Consumer sentiment used to value food science and innovation, says David Gibb, executive vice-president with JWT, the Toronto agency that produced the grocery store spot for Canada Dry (the brand now uses McGarryBowen for its creative work). But now, he says, the zeitgeist has shifted.

"For the last couple of years, people have been responding more and more favourably to the homegrown, the homespun, the hearty, the whole, the real," he says.

"It was a combination of figuring out exactly what we could say that was truthful, permissible, and created the right impression, and second to make sure … that we put the product in the right environment to reinforce images of realness. That's how we ended up in the produce section."

This wholesome messaging is not entirely new. Even in the era of black-and-white commercials, Milky Way could be found claiming that its candy bars were "loaded with farm-fresh milk" and "country eggs."

But two factors have pushed a larger, more rapid shift in consumer sentiment in recent years, according to Michael Cohen, a marketing professor at New York University: The obesity epidemic in North America and a series of food scares in recent years that have raised alarms about food that is far removed from its source.

"You have mothers who care about what their kids eat, which is something firms are trying to connect with," he says. "It's clear that people like to know where their food is coming from."

But there is a disconnect when it comes to pop and fast food brands pushing a "real" and "wholesome" brand strategy.

"It's total b.s., of course," says Alan Middleton, a marketing professor at York University's Schulich School of Business. "There's a phrase in sociology called rural romanticism. Even if we've spent all our lives in cities, we believe stuff from the countryside is real and better for us. … The more visually you can do it, without getting into the gobbledy-gook of what the real ingredients are, the better."

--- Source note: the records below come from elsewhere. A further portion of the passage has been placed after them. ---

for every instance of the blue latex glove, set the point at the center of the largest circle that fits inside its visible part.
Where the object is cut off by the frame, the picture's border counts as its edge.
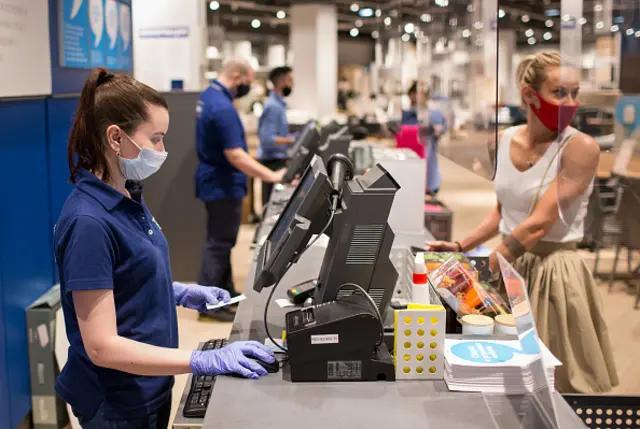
(197, 297)
(232, 359)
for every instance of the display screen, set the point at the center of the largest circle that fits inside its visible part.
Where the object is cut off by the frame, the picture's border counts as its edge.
(282, 225)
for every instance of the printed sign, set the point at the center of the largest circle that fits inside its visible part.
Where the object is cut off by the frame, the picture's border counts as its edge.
(74, 34)
(325, 339)
(96, 33)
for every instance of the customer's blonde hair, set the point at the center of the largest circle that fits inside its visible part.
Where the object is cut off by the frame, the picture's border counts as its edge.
(532, 70)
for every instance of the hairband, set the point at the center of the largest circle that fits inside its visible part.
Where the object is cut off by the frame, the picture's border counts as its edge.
(104, 77)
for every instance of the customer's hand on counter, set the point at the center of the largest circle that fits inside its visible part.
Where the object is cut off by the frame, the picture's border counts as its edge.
(441, 246)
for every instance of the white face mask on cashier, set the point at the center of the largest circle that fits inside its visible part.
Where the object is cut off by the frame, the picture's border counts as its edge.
(142, 166)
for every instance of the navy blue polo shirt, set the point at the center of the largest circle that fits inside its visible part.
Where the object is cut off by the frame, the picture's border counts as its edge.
(104, 240)
(218, 128)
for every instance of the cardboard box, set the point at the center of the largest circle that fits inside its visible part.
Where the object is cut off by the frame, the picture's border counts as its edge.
(49, 410)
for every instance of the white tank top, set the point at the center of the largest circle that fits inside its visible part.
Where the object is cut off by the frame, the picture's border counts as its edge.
(516, 190)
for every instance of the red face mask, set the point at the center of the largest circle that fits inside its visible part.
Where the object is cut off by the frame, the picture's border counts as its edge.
(556, 117)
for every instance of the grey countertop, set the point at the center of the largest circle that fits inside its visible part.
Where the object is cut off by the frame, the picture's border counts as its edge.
(273, 402)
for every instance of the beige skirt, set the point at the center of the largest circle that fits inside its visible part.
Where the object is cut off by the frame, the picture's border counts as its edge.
(567, 308)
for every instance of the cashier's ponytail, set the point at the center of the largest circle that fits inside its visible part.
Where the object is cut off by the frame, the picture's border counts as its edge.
(106, 100)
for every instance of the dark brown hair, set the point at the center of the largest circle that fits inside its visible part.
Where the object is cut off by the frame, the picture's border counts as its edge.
(106, 100)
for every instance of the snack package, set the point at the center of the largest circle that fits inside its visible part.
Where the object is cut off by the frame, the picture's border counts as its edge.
(434, 260)
(459, 287)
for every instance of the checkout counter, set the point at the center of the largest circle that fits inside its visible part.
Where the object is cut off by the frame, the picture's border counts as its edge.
(274, 401)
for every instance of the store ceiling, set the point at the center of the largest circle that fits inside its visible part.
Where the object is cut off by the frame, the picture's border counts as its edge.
(537, 20)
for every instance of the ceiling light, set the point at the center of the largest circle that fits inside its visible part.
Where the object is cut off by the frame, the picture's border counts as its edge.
(366, 12)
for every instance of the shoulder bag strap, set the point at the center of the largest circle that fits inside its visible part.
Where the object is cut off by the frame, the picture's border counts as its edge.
(565, 139)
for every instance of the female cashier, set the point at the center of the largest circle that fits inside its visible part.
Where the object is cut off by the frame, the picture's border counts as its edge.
(544, 168)
(118, 297)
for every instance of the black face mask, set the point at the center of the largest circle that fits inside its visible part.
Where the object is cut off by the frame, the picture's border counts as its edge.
(242, 90)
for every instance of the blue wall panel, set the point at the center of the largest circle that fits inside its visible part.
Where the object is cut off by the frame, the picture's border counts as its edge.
(26, 231)
(60, 113)
(4, 381)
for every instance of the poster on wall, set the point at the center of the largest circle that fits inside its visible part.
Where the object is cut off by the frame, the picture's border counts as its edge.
(25, 59)
(96, 33)
(98, 37)
(111, 24)
(73, 31)
(124, 38)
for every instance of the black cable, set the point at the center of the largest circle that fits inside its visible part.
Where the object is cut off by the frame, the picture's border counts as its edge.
(273, 289)
(373, 304)
(333, 212)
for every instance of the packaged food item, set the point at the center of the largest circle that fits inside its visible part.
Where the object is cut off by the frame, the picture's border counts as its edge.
(460, 288)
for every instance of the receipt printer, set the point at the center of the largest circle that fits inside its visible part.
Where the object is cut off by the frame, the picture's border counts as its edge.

But this strategy can have its pitfalls. In the 1990s, Labatt Brewing Co. Ltd.'s Kokanee beer trumpeted the "Glacier fresh taste" of its B.C.-based brand. Competitor Molson launched its own print and radio campaign revealing that, for the Ontario market, Kokanee was made with not-so-fresh Ontario tap water. Molson's ads ran with the tag line, "B.C. or B.S.?"

McDonald's has its own headaches. Celebrity chef Jamie Oliver has derided fast-food chains for using meat scraps he calls "pink slime" – which he claimed are washed with ammonia to make them edible. Last month the restaurant chain confirmed that it would stop using ammonium hydroxide in its meat products.

McDonald's Canada chief marketing officer Joel Yashinsky says this was not an issue for Canada, where the mechanically-separated meat process was never used. But he says social media has increased the pressure on the company, with rumours circulating online.

He recalls a focus group he attended where customers were sharing good reviews of the restaurant's French fries. "One of the people in the group said, 'Yeah, they're good, but they're not made from potatoes,'" he says. Feedback like that pushed the company to create the campaign now airing.

The strength of a strategy like this is that it can reassure customers. But reams of marketing research show that it can also have the opposite effect. If viewers are already skeptical, the perception that a company needs to say it serves "actual meat" can simply serve to remind them that there were questions about how wholesome it was in the first place.

"The hardest thing to do is change those beliefs," Prof. Middleton says.